In 1933, a small group of wealthy American businessmen devised a plot to overthrow Franklin Roosevelt’s administration and install a fascist dictatorship.
The plan never came to fruition and the man to lead the dictatorship, a decorated general, testified against the conspirators before Congress in 1934.
The men behind the plot were captains of industry, businessmen threatened by Roosevelt’s strangulating regulations. Now, over 75 years later, the plot has thickened and reached its bony hand through the soil to grip America by the throat.
The days of corroborating in smoky boardrooms and country clubs are long past.
In today’s world, if the details of such a coup came to light, there would be a subset of Americans willing to not only defend the actions of the conspirators but to praise those involved for their patriotism and loyalty to the Constitution.
In the past year, electoral restrictions have been loosened and large corporations have been given the ability to flood elections with as much money as they desired.
In January, the Supreme Court overturned legislation on corporate spending limits in elections by ruling that money is a form of free speech and cannot be abridged. Since then, the case has been the basis for undoing other finance laws, such as laws that require political organizations to disclose the names of large donors.
If you’ve seen any media from the past 30 years (if you haven’t, I’m honored to be your first), you’d know that mobsters have a lawyer on-call for when they get arrested in the middle of the night.
With corporations, there are lobbyists who for the right paycheck are ready to take the fight to Washington. And with the right paycheck, they’ll bring the right argument, backed by the right research, provided by the right scientist.
Of course, a lobbyist’s argument gets more credence if a news organization exists to legitimize it and regards all claims to the contrary as the product of bias. Furthermore, if the news organization made the lobbyist into the politician, they can cut out the middleman and have their interests secured.
Recently, Politico reported that four of the five former Republican presidential candidates not currently in public office are currently working as contributors for Fox News.
Since Barack Obama’s inauguration, Fox News has seemingly given up any self-image as a non-partisan news agency.
From providing the Koch-financed Tea Party movement a microphone to preach from, to the donation of $1 million from Fox News’ parent company News Corp., to the Republican Governor’s Association, we can clearly see that Fox leans to the right.
Though none of the issues listed above are technically illegal, I ask you, my fellow Americans, to consider the philosophical ramifications of an editorialized news outlet in a democracy.
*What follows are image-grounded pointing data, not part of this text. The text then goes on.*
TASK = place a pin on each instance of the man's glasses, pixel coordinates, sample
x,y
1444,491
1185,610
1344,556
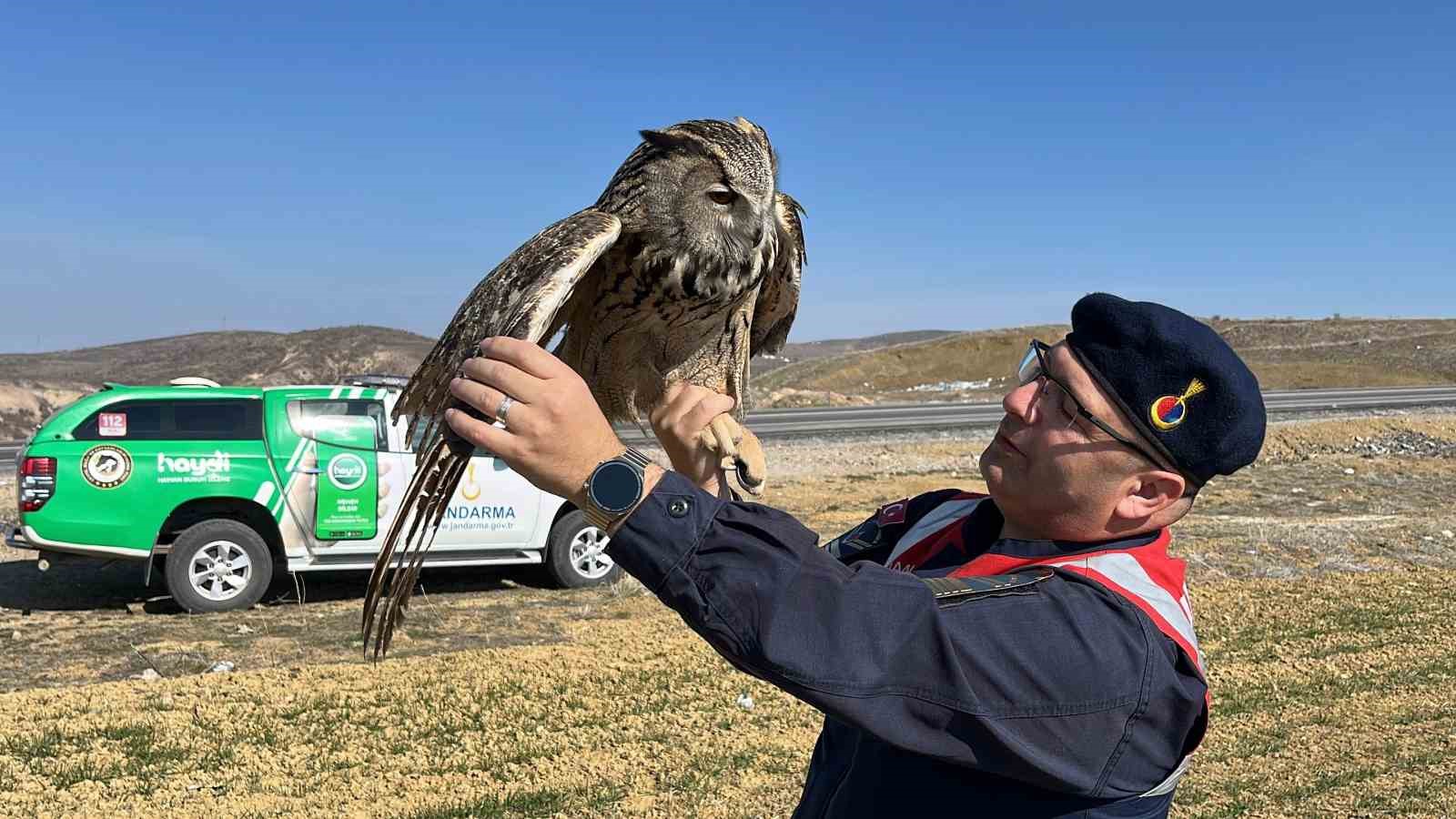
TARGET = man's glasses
x,y
1034,366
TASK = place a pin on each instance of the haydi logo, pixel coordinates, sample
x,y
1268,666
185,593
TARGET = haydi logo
x,y
215,467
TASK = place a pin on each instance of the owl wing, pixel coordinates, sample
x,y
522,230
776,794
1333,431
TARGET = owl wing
x,y
779,293
523,298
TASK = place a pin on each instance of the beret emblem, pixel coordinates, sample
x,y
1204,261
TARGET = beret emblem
x,y
1171,410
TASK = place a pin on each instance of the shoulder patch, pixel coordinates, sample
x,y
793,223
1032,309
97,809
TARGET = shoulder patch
x,y
893,511
956,591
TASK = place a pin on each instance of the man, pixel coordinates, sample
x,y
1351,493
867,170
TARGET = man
x,y
1028,653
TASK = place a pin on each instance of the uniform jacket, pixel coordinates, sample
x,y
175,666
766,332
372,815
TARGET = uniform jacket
x,y
1060,698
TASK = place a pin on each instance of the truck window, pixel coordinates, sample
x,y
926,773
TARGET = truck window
x,y
302,411
238,419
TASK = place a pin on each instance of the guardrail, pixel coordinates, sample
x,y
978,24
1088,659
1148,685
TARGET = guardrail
x,y
822,420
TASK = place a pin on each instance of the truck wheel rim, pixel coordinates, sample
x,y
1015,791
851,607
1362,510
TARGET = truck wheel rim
x,y
586,552
220,570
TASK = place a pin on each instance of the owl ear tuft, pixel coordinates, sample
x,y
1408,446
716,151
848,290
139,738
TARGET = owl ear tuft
x,y
674,142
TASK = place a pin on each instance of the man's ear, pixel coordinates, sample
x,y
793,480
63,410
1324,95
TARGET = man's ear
x,y
1149,493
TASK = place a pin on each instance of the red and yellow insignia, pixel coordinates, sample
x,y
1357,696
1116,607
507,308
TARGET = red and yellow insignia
x,y
1171,410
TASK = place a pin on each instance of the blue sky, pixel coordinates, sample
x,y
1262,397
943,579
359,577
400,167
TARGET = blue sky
x,y
188,167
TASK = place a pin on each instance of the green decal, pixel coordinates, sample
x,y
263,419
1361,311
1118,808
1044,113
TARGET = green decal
x,y
349,479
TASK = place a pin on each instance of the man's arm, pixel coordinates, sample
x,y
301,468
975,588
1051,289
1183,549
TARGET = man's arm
x,y
1045,687
1062,688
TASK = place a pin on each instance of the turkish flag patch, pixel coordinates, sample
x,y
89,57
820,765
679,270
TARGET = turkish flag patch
x,y
893,511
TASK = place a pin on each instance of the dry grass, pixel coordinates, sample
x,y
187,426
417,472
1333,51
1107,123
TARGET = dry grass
x,y
1334,687
1334,697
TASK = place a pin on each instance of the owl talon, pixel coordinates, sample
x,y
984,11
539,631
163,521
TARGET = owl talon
x,y
739,450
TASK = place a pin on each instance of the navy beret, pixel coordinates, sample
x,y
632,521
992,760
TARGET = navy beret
x,y
1178,380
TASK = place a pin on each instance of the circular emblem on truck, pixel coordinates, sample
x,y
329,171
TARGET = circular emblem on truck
x,y
347,471
106,467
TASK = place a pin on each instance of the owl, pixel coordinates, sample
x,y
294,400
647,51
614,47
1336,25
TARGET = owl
x,y
686,267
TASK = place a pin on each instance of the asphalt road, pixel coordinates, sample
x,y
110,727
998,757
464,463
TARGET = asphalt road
x,y
827,420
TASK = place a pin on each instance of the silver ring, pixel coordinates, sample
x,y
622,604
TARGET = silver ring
x,y
502,410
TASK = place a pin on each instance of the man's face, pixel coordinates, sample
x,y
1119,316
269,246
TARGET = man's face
x,y
1050,470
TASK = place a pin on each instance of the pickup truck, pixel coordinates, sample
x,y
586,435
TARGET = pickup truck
x,y
216,487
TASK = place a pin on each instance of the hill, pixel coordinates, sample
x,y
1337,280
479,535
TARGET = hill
x,y
968,366
35,385
893,368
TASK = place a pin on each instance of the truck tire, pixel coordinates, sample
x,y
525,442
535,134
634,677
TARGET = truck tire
x,y
574,557
218,566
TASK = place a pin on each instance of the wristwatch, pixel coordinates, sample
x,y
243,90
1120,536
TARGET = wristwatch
x,y
613,489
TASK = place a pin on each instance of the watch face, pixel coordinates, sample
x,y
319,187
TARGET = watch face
x,y
615,486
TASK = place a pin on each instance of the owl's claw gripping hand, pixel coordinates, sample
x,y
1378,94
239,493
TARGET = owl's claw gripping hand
x,y
705,442
739,452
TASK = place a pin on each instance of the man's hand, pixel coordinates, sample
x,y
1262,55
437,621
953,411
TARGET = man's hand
x,y
555,435
679,421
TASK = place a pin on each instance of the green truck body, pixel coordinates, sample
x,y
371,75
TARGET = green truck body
x,y
229,480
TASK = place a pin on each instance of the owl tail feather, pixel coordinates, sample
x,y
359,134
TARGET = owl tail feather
x,y
441,465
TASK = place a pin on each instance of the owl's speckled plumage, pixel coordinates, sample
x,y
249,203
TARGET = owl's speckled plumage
x,y
686,266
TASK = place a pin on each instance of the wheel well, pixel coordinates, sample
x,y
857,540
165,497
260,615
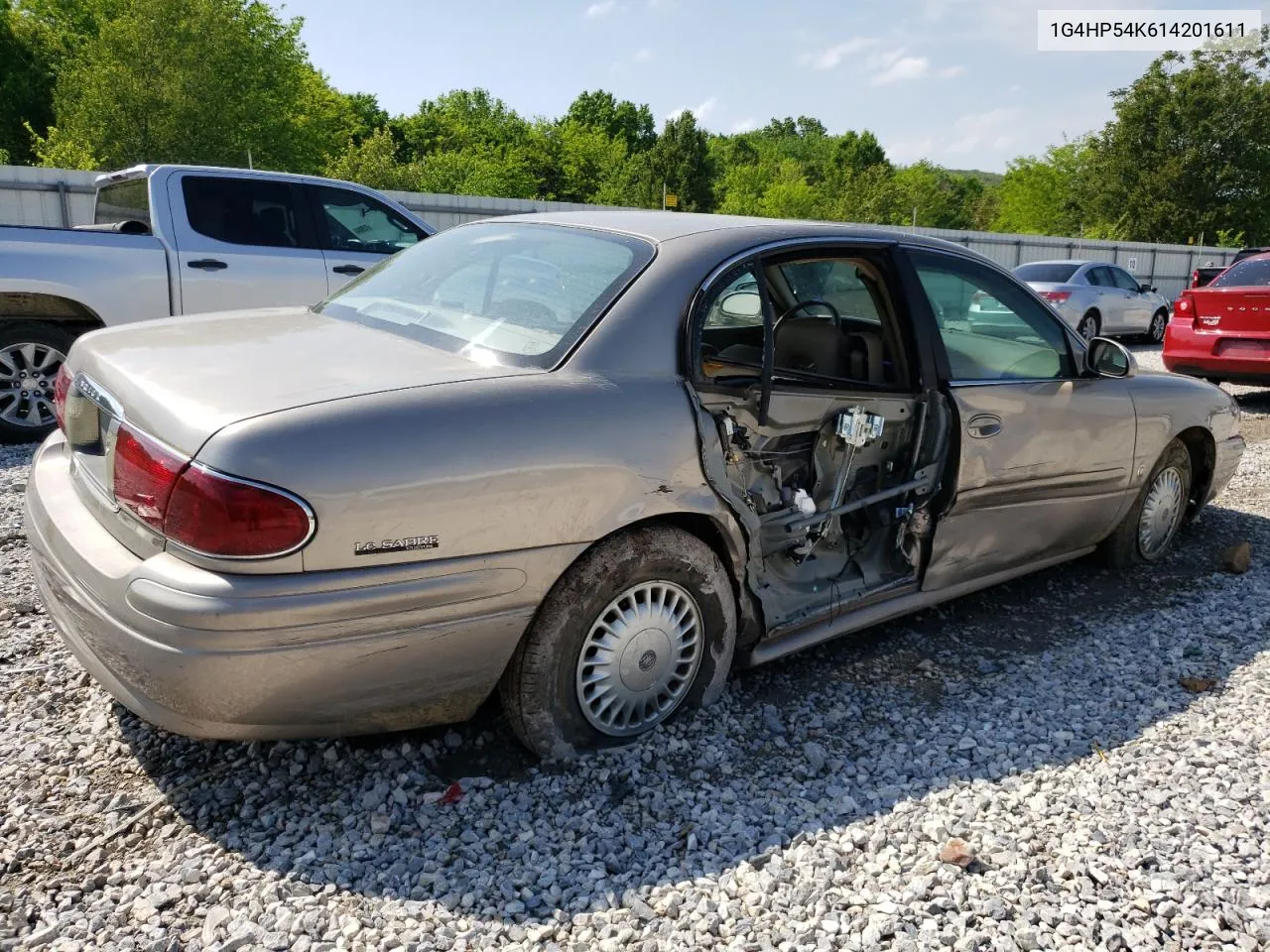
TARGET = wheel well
x,y
49,307
1203,453
707,530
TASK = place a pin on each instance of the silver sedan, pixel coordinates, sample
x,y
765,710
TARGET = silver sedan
x,y
1096,298
585,461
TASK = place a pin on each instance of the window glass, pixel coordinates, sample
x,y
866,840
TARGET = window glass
x,y
354,222
989,326
838,282
502,293
1247,273
241,211
731,333
1123,280
123,200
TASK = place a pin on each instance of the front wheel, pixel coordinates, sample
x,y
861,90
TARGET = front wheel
x,y
31,354
1150,526
638,629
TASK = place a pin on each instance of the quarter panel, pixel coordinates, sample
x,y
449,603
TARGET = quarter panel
x,y
477,467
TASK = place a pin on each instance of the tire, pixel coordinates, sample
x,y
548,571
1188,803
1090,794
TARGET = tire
x,y
31,353
541,689
1124,546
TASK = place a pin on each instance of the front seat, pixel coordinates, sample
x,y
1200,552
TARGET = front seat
x,y
811,344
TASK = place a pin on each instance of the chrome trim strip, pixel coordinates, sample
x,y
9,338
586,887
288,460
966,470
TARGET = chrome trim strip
x,y
255,484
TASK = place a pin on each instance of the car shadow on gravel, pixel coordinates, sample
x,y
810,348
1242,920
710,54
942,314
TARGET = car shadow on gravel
x,y
985,687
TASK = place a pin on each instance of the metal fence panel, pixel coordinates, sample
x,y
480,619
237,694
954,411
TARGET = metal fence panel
x,y
63,198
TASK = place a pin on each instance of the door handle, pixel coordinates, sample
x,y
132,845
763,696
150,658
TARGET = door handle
x,y
983,426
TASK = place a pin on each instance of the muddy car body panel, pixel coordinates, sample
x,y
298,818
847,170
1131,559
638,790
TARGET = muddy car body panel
x,y
808,400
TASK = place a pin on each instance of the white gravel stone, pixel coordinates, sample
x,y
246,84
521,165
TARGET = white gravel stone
x,y
1107,806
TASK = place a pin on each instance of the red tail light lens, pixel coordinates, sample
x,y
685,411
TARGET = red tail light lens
x,y
144,476
204,511
62,390
217,516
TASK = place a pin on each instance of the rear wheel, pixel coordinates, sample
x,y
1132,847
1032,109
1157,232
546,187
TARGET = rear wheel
x,y
639,629
31,354
1150,526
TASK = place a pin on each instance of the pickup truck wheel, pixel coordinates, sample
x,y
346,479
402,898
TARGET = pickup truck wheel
x,y
1152,522
31,354
640,627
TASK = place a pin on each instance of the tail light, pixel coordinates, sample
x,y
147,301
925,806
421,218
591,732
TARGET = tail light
x,y
230,518
204,511
62,390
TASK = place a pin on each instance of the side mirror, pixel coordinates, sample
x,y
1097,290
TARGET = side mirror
x,y
1109,358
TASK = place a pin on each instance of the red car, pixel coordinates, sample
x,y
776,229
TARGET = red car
x,y
1222,330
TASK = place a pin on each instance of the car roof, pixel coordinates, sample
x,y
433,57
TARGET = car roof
x,y
666,226
1079,263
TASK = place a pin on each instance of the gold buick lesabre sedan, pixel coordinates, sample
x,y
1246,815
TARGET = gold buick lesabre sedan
x,y
589,461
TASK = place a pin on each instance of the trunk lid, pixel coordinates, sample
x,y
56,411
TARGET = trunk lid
x,y
1232,309
182,380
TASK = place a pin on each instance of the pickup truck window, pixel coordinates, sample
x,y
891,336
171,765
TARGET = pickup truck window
x,y
123,200
348,221
243,211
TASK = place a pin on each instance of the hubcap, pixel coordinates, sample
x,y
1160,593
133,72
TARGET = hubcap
x,y
27,375
639,658
1161,513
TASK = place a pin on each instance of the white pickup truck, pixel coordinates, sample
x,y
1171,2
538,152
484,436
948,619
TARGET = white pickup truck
x,y
171,240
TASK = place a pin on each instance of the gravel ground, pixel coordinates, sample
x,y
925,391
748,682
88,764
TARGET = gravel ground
x,y
1043,724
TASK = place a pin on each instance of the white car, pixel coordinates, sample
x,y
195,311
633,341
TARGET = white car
x,y
1098,298
171,240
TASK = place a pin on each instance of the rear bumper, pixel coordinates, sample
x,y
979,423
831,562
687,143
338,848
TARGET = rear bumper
x,y
1201,354
289,655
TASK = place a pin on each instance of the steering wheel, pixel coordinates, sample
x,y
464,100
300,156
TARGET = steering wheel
x,y
802,304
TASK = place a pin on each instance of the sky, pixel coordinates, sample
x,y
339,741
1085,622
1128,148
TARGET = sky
x,y
956,81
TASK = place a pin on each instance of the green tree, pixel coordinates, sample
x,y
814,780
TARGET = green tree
x,y
624,121
195,81
680,159
1189,149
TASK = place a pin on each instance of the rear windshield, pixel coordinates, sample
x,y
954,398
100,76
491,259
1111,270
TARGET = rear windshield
x,y
509,294
1047,273
1246,273
123,200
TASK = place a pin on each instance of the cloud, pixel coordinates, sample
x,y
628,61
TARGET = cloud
x,y
699,113
832,56
985,130
897,67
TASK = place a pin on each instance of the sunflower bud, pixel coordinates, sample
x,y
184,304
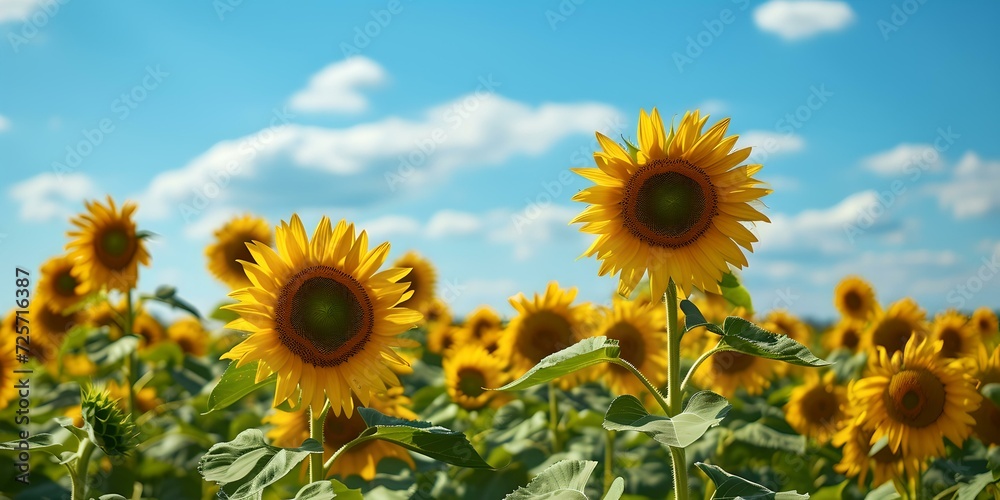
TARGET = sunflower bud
x,y
108,425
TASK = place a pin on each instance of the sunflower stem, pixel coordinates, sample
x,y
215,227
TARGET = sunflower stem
x,y
674,395
554,418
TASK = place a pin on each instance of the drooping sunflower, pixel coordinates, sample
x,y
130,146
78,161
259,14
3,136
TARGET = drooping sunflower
x,y
230,247
543,325
916,399
638,328
482,326
855,298
62,283
422,279
469,369
291,428
725,372
676,209
987,416
846,334
958,338
894,327
107,246
986,323
818,407
189,334
321,316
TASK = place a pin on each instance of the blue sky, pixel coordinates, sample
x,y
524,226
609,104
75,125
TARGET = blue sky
x,y
449,128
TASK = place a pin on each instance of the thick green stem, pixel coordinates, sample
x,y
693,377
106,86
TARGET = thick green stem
x,y
554,418
674,395
79,475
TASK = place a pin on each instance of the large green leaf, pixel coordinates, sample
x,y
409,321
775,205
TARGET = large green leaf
x,y
246,465
234,384
425,438
730,487
743,336
587,352
704,410
564,480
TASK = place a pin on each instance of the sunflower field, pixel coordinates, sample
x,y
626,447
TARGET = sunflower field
x,y
332,372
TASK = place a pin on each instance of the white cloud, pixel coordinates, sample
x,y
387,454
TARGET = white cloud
x,y
452,223
337,87
972,189
47,195
894,162
800,19
369,162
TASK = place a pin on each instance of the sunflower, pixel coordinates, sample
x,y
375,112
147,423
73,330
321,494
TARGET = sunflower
x,y
817,408
290,429
893,328
483,327
674,210
726,371
855,298
916,399
543,325
61,282
107,247
846,334
189,335
321,316
469,369
987,416
230,247
422,278
986,323
958,338
638,328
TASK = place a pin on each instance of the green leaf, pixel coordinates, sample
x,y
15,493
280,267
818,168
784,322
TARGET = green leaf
x,y
587,352
728,486
704,410
247,464
745,337
694,319
425,438
234,384
564,480
323,490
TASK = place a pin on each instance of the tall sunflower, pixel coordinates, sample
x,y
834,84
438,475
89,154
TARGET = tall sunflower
x,y
893,328
958,338
62,283
675,209
818,407
855,298
291,428
107,246
230,247
321,316
638,328
543,325
422,279
469,369
916,399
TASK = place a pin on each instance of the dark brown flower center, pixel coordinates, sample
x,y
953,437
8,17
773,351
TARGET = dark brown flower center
x,y
324,316
669,203
915,397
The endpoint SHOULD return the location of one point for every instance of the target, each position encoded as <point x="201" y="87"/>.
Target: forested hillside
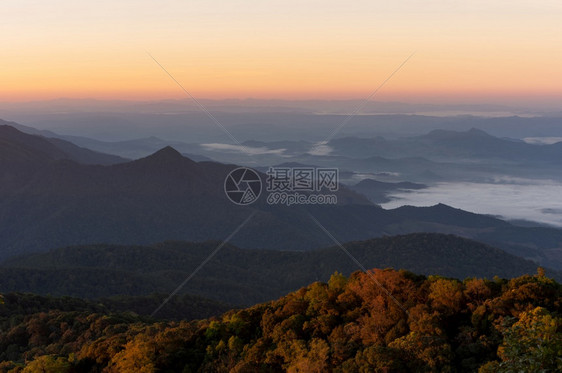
<point x="381" y="321"/>
<point x="244" y="277"/>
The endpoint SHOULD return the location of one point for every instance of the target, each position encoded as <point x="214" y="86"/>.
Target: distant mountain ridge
<point x="19" y="146"/>
<point x="166" y="196"/>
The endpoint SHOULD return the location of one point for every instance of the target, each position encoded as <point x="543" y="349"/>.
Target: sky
<point x="465" y="51"/>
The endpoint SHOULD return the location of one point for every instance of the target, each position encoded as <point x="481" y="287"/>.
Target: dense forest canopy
<point x="349" y="324"/>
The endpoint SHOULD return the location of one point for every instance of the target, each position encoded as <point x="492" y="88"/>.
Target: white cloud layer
<point x="229" y="148"/>
<point x="539" y="201"/>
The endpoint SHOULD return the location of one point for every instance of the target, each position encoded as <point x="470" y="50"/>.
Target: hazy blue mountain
<point x="18" y="146"/>
<point x="55" y="203"/>
<point x="377" y="191"/>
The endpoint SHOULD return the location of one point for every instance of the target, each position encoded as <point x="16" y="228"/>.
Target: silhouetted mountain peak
<point x="166" y="154"/>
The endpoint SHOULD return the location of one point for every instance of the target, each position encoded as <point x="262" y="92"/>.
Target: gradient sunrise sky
<point x="281" y="49"/>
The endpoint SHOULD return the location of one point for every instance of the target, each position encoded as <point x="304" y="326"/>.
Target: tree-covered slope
<point x="381" y="321"/>
<point x="242" y="276"/>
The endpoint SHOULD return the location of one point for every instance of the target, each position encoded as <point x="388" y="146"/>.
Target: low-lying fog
<point x="534" y="200"/>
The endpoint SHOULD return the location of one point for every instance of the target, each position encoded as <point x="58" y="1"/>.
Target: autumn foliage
<point x="383" y="321"/>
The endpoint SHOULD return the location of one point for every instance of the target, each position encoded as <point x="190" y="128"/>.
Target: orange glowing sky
<point x="280" y="49"/>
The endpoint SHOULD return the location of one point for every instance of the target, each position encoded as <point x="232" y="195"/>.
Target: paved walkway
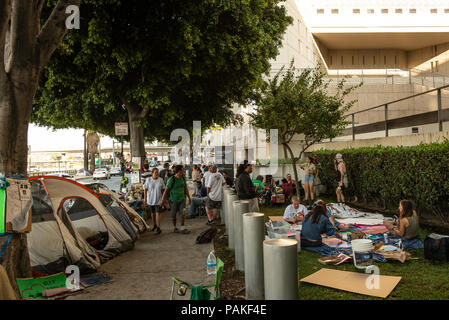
<point x="145" y="271"/>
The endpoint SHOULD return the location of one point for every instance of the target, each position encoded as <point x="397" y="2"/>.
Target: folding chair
<point x="216" y="285"/>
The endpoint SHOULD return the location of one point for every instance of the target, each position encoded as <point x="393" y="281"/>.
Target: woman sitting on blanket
<point x="408" y="223"/>
<point x="314" y="225"/>
<point x="335" y="223"/>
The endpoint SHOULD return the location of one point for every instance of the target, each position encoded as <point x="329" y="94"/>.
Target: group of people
<point x="319" y="220"/>
<point x="168" y="189"/>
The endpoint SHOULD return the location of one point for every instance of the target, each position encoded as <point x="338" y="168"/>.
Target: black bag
<point x="207" y="235"/>
<point x="436" y="247"/>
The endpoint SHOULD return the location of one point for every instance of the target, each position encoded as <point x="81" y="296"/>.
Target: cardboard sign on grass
<point x="353" y="282"/>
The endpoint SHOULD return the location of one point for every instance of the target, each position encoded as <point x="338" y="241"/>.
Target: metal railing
<point x="411" y="76"/>
<point x="438" y="116"/>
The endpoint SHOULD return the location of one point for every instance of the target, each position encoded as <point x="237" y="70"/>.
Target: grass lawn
<point x="421" y="279"/>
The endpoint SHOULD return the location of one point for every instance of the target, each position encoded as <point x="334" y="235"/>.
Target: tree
<point x="298" y="105"/>
<point x="159" y="65"/>
<point x="28" y="38"/>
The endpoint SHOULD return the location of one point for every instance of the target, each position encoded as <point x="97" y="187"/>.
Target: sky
<point x="43" y="139"/>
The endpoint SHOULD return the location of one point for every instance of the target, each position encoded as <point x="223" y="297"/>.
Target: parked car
<point x="101" y="173"/>
<point x="115" y="171"/>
Thomas Jefferson believed that democracy’s survival depended on an informed populace. The belief that bias is incompatible with factual journalism is implied regularly among Fox News commentators whenever they deride the “liberal media.”
In the past, Fox News has confessed to having a conservative bias in its programming. By this logic, Fox News has effectively stated that portions of its programming are non-factual journalism by design.
Without factual journalism that the audience can trust, Fox News is helping to keep a population of voters misinformed, which is hazardous to a system that relies on information in order to operate properly.
So, whether the issue is the identity of foreign donors, or the omission of key facts about a candidate, Jefferson might say of the biased media, “There is not a truth existing which I fear or would wish unknown to the whole world.”